Revision as of 20:24, 18 August 2008

Paul Frederic Bowles (December 30, 1910 – November 18, 1999) was an American composer, author, translator, and expatriate.

Following a cultured middle-class upbringing in New York City, during which he displayed a talent for music and writing, Bowles pursued his education at the University of Virginia before making various trips to Paris in the 1930s. He studied music with Aaron Copland and in New York wrote music for various theatrical productions, as well as other compositions. He achieved critical and popular success with the publication in 1949 of his first novel The Sheltering Sky, set in what was known as French North Africa, which he had visited in 1931.

In 1947 Bowles settled in Tangier, Morocco, and his wife, Jane Bowles followed in 1948. Except for winters spent in Sri Lanka (then known as Ceylon) during the early 1950s, Tangier was his home for the remainder of his life.

Paul Bowles died in 1999 at the age of 88 and is buried in upstate New York.

Life

Family and education

Paul Bowles was born in Jamaica, Queens, New York City the only child of Rena (née Rennewisser) and Claude Dietz Bowles, a dentist. His childhood was materially comfortable, but Bowles senior was a cold and domineering parent, opposed to any form of play or entertainment, and feared by both his son and wife. According to family legend, he had tried to kill his newborn son by leaving him exposed on a window-ledge during a snowstorm; the story is likely apochryphal, but Bowles believed it was, and it characterizes his relationship with his father. Such warmth as there was in his life as a child came from his mother, who read Nathaniel Hawthorne and Edgar Allan Poe to him, He later attributed his own desire to write stories like "The Delicate Prey," "A Distant Episode," and "Pages from Cold Point" to Poe.[1]

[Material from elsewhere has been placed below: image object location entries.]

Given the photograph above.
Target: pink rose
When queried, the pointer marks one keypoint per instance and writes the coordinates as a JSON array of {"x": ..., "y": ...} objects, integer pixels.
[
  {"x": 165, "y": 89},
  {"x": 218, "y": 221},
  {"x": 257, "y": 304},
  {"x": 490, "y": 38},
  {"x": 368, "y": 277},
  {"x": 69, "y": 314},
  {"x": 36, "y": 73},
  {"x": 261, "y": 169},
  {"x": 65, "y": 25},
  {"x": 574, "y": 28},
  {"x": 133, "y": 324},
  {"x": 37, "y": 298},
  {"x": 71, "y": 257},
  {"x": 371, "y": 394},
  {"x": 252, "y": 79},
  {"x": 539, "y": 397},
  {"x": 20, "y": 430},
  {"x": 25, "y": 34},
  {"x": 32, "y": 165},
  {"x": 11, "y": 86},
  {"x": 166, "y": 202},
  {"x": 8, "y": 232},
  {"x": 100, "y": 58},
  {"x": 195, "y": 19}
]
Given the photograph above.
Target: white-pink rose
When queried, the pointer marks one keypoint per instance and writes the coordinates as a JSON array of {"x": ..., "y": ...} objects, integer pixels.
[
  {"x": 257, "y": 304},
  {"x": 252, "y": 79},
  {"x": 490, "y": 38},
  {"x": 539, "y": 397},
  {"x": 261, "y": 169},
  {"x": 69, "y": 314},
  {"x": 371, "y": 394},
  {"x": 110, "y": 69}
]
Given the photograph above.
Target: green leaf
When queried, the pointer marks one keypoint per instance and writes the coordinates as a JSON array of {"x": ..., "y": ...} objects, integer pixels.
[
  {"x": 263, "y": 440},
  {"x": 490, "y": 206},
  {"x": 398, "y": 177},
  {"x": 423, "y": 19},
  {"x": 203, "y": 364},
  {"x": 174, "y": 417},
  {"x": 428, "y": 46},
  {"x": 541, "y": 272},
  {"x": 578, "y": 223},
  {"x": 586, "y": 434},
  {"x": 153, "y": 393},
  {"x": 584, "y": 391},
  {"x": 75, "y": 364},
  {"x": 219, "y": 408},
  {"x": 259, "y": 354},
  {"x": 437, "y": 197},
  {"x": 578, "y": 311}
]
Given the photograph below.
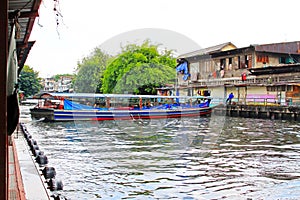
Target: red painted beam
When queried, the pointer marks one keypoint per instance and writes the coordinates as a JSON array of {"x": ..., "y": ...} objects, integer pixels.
[{"x": 3, "y": 120}]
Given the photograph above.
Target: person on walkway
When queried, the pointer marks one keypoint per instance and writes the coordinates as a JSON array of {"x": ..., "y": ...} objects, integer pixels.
[{"x": 230, "y": 97}]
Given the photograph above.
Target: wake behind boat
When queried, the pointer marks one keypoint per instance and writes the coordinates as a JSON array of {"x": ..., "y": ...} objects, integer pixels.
[{"x": 85, "y": 106}]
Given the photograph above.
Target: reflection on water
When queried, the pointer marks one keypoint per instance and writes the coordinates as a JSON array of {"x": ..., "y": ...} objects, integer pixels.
[{"x": 191, "y": 158}]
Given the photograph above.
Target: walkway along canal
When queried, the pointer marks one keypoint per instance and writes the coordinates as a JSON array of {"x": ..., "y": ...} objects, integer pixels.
[{"x": 259, "y": 111}]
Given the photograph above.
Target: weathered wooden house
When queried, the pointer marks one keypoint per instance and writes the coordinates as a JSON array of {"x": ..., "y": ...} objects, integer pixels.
[{"x": 268, "y": 72}]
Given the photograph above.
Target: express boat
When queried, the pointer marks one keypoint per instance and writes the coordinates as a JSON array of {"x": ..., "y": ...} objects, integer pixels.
[{"x": 86, "y": 106}]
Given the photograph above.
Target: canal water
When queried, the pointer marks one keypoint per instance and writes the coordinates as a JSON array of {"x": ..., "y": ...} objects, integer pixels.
[{"x": 213, "y": 157}]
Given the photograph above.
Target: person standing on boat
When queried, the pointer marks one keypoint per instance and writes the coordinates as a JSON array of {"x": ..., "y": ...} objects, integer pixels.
[{"x": 230, "y": 97}]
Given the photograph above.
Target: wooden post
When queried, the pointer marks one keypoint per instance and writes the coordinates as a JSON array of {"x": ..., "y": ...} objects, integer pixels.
[{"x": 3, "y": 124}]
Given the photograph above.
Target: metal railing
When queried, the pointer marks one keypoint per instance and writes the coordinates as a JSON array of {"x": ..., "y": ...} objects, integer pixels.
[{"x": 260, "y": 101}]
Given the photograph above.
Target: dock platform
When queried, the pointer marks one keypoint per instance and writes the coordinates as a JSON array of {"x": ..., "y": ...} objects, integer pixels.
[{"x": 259, "y": 111}]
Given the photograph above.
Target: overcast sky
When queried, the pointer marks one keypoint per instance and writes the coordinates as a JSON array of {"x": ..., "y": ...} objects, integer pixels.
[{"x": 180, "y": 25}]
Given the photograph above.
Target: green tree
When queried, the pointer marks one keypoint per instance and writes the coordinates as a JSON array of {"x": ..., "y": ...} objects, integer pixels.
[
  {"x": 139, "y": 70},
  {"x": 90, "y": 72},
  {"x": 29, "y": 81}
]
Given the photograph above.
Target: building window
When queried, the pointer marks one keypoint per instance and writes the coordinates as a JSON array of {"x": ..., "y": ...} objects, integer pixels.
[
  {"x": 263, "y": 59},
  {"x": 223, "y": 63}
]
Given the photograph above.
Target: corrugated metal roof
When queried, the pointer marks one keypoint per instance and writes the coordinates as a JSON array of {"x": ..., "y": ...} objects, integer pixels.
[
  {"x": 22, "y": 13},
  {"x": 283, "y": 47},
  {"x": 208, "y": 50}
]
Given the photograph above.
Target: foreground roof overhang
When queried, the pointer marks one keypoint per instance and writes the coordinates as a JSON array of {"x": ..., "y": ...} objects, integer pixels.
[{"x": 22, "y": 13}]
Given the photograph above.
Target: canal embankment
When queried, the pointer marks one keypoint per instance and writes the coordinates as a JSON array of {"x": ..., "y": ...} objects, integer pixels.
[{"x": 280, "y": 112}]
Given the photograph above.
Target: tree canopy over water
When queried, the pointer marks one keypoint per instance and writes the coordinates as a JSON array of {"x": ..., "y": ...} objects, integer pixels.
[{"x": 139, "y": 70}]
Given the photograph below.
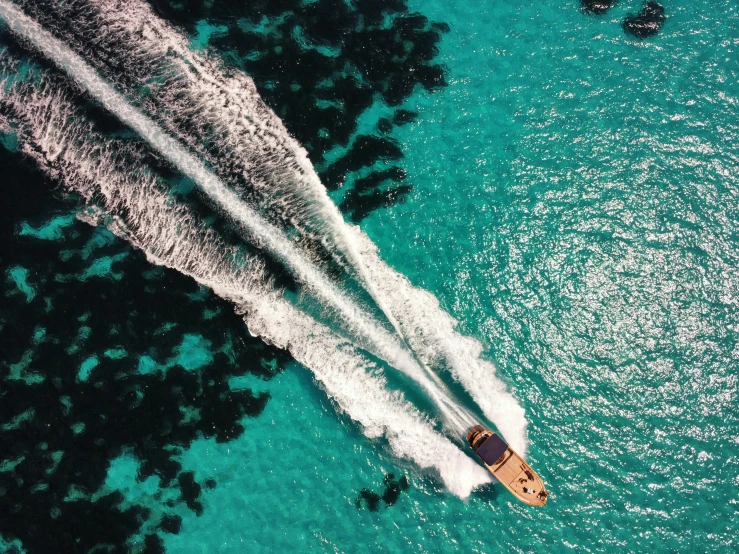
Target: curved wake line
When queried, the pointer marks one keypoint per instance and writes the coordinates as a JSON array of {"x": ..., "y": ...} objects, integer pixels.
[
  {"x": 200, "y": 102},
  {"x": 138, "y": 207},
  {"x": 374, "y": 338}
]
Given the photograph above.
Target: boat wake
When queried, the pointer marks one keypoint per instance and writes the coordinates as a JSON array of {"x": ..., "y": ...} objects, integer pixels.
[{"x": 212, "y": 126}]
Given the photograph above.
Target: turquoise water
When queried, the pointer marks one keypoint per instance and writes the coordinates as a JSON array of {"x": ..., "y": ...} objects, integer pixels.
[{"x": 575, "y": 209}]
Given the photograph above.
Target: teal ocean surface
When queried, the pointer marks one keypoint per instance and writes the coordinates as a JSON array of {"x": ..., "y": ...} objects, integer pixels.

Bowles could read by the time he was 3 and within the year was writing stories. Soon, he wrote surrealistic poetry and music.[2] In 1922, at age 11, he bought his first book of poetry, Arthur Waley's A Hundred and Seventy Chinese Poems, and at age seventeen one of his poems, "Spire Song," was accepted for publication in the twelfth volume of "Transition," a literary journal based in Paris that served as a forum for some of the greatest proponents of modernismDjuna Barnes, James Joyce, Paul Éluard, and Gertrude Stein among others.[3] His interest in music also dated from his childhood, when his father bought a phonograph and classic records (Bowles was interested in jazz but such records were forbidden in the house). His family bought a piano and the young Bowles studied musical theory, singing, and piano. When he was 15 a performance of Stravinsky's The Firebird at Carnegie Hall made a profound impression upon him. "Hearing 'The Firebird' made me determined to continue improvising on the piano when my father was out of the house, and to notate my own music with an increasing degree of knowing that I had happened upon a new and exciting mode of expression."[4]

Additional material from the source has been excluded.